AEDA study of cardiac arrest deaths linked to automated external defibrillators (AEDs) found that nearly a quarter of them were due to dead batteries in the devices.

Researchers led by Dr. Lawrence DeLuca of the University of Arizona’s Department of Emergency Medicine found that 23% of the 1,150 AED-related fatalities that occurred over a 15-year time span were due to battery failure, while 24% were attributed to problems with pads and connectors.

An AED is an electronic device that delivers an electric shock to someone who has suffered sudden cardiac arrest (SCA) or whose heart is beating irregularly.While entities ranging from the American Heart Association (AHA), the American Red Cross and the American Medical Association all support the use of AEDs, DeLuca’s study highlights the importance of maintenance when it comes to an AED program.

The AHA says that cardiac arrest is reversible in most victims if it’s treated within a few minutes, by using an AED to promptly administer an electric shock to an SCA victim.

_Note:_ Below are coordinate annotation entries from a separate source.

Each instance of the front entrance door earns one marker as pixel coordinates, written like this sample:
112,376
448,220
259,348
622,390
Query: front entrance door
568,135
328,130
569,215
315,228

In recent years, AEDs have become fixtures in fitness facilities, airports, community centers, shopping malls and workplaces -- where OSHA recommends that that they be placed in locations that ensure no more than a 3-5 minute response, near confined spaces and near areas where electric-powered devices are used.

The Sudden Cardiac Arrest Foundation notes that, although AEDs require little maintenance, someone does need to check devices and supplies on a regular basis.

That advice is echoed by DeLuca, who said that AEDs, like other medical equipment, can experience unexpected failures. He urged users to follow the maintenance recommendations issued by the manufacturer.

More than 40,000 AED-related events reported to the FDA from January of 1993 to October of 2008 were examined for the study.